The captain had a similar ability to communicate with his men, equally magical, but derived from the matched rings he and the men wore. The caravan came to a halt. Its muscle-and-magic escort pulled in tight around it. The muscle fastened their chain mail coifs over their faces and tested their swords without drawing them. The magic considered their spells.
"Fire?" Dru suggested softly.
Ansoain shrugged. "It's got no shape or signature. It could be anything, or nothing. Fire needs something to burn."
Galimer opened a foot-long war-fan from distant Kozakura. There, it had been a weapon. Here, it was a spellbook with writs etched in silver along the vanes.
"No time for that, son," Ansoain said grimly. "If your nerves are chancy, hide in the wagon."

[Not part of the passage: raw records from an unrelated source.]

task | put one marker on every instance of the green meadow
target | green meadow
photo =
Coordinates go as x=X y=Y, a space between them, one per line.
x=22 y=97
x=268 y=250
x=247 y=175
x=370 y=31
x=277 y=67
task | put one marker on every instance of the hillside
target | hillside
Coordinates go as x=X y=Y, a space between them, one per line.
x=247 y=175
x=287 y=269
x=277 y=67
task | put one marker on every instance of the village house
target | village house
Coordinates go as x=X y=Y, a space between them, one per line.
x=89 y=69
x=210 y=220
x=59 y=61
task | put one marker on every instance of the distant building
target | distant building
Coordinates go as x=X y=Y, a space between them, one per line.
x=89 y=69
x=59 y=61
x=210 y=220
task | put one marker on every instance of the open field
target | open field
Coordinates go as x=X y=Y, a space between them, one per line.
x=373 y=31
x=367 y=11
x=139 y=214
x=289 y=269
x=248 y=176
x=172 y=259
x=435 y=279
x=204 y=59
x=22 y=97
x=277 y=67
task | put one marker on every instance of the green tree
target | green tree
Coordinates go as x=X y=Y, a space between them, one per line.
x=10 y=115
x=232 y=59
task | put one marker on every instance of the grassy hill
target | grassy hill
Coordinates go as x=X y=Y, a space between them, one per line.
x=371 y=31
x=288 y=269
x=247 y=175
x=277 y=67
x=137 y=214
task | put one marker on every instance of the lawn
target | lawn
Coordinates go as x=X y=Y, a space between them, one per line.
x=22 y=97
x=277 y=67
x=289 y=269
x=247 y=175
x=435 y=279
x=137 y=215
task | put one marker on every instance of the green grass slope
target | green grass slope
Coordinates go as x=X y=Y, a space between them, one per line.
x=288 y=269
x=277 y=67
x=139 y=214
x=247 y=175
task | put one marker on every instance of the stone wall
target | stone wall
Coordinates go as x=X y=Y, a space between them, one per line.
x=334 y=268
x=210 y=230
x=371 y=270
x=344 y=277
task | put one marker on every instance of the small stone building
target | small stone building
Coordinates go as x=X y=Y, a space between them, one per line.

"I'm sure of some fire," Longfingers protested, "and a shrieking arrow."
"And you?" she asked Druhallen.
"The usual. I can blur us a little now, if you think that would help."
"No, whatever's out there, it's already taken our measure. Probably slavers. Save your blurring for later. Your gloom, too. The girl's got to be what they're after. The girl and her dowry. Get her out, if push comes to shove. Make a pall of misery and get out beneath it."
Druhallen bit his tongue. They'd tangled with slavers before—a base and brutal lot, and not above using the nastier sorts of spellcraft to protect, or acquire, their merchandise. But slavers were rarely subtle and the disturbance Dru tasted with his inner senses was as subtle as it was potent. He patted his left sleeve, assuring himself that the wax-sealed embers he used to trigger his fire spells were in their proper places. He checked his belt, too—not for the folded box; as Ansoain had told Galimer, it was too late for rehashing spells—but for his dagger. The single-edge knife was mostly a tool for cutting meat and gathering herbs, but he'd made sure it was long enough to pierce a man's heart through his ribs.
The ethereal disruption materialized. Galimer spotted it first.
"Over there," he whispered and cocked a finger at a hilltop north-by-northeast of the caravan.
The hilltop air shimmered with a untimely sunset glow. A moment later at least a dozen figures, each wearing a long, red cloak, circled in the grass. A moment after that there was fire in the sky and a thick, black fog rolling toward the wagons. It could have been worse. They could have stopped at the base of the hill, but they were still in trouble.
Druhallen didn't need to know the name of the spell that wrought the fog to know it was nothing he wanted to breathe. For that matter, he didn't want to be astride when the miasma hit. He leapt to the ground and cast an air-clearing spell just in time to keep his head clear. Dru could have extended the spell to protect his entire body—but it would have faded more quickly and he wouldn't have been able to hurl a fireball at the hilltop.
The spell affected Druhallen's hearing. Sound was fainter than it should have been, and distorted, as if he'd gone diving and surfaced with water in his ears. He heard enough steel and deep-pitched screaming to know that the men-at-arms were fighting for their lives. On hands and knees, Druhallen crept through the fog, away from his mentor—not from cowardice, but to widen the angle of their attack and defense. Never let an enemy kill twice with the same stroke, that was Ansoain's motto.
The red-cloaked wizards abandoned subtlety. A head-blind child could have placed them in the fog—and Dru's fireballs were about as effective as a head-blind child's wish when it came to piercing their defenses. He felt his final spell rebound harmlessly. Some months short of his twentieth birthday, Druhallen of Sunderath confronted the end of a life he'd hoped would be much longer. Drawing his knife, Dru waded through the black fog to join what was left of the muscle near the wagons.
He hadn't taken ten strides when a faintly luminous, undead skirmisher lunged at him. The zombie's face was fully skeletal, and flesh hung in tatters from its long bones. Beyond fear and pain, it fought clumsily with a stone-headed mace until Dru knocked it off its legs. Taking no chances, he kicked its skull aside and stomped its brittle ribs.
Knowing there were undead in the fog, he changed course and headed for the hilltop. If the red-cloaked wizards were so confident of their strength that they relied on zombies for physical protection, then there was a chance—a slim but real chance—that he could stab one or two of them before he died.
But the red-cloaked wizards weren't as reckless as he'd hoped. Halfway up the hill, Dru met another luminous creature. As dead, or undead, as the zombie, its eyes shone with sentience. It knew what to do with the steel halberd it carried.